Fourier optimization and pair correlation problems

TL;DR

This paper develops a Fourier analysis framework to bound pair correlation functions of various number-theoretic sequences, connecting these bounds to extremal problems and providing insights into conjectures related to the Riemann zeta function.

Contribution

It introduces a novel Fourier analysis approach to bound pair correlations for diverse sequences, linking these bounds to extremal problems and implications for conjectures.

Findings

Established bounds for pair correlation of zeros of L-functions

Connected pair correlation bounds to extremal Fourier problems

Provided evidence against certain conjectures in number theory

Abstract

We introduce a generic framework to provide bounds related to the pair correlation of sequences belonging to a wide class.

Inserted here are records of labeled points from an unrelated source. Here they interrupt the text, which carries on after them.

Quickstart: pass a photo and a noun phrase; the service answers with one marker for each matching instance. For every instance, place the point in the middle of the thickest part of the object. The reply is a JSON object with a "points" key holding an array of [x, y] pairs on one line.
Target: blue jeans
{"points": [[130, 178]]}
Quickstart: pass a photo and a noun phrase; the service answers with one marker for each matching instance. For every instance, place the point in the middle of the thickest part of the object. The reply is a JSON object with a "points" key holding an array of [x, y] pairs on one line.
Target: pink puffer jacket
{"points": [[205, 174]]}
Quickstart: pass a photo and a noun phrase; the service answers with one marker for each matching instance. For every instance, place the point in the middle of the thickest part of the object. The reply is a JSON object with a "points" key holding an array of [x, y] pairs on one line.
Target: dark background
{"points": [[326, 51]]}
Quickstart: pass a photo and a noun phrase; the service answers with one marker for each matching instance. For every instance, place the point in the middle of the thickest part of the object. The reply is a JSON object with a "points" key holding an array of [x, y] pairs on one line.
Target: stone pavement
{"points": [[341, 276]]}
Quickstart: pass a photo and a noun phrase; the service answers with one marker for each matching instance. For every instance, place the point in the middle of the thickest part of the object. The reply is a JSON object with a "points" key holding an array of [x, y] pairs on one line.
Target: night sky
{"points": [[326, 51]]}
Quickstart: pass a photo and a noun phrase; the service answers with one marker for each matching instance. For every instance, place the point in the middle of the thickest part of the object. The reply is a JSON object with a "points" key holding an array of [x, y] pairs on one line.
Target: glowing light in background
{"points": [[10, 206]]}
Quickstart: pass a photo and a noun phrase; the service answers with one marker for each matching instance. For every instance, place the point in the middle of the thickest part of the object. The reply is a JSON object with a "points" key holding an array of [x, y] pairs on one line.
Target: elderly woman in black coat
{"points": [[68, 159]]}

We consider analogues of Montgomery's form factor for zeros of the Riemann zeta function in the case of arbitrary sequences satisfying some basic assumptions, and connect their estimation to two extremal problems in Fourier analysis, which are promptly studied. As applications, we provide average bounds of form factors related to some sequences of number theoretic interest, such as the zeros of primitive elements of the Selberg class, Dedekind zeta functions, and the real and imaginary parts of the Riemann zeta function. In the last case, our results bear an implication to a conjecture of Gonek and Ki (2018), showing it cannot hold in some situations.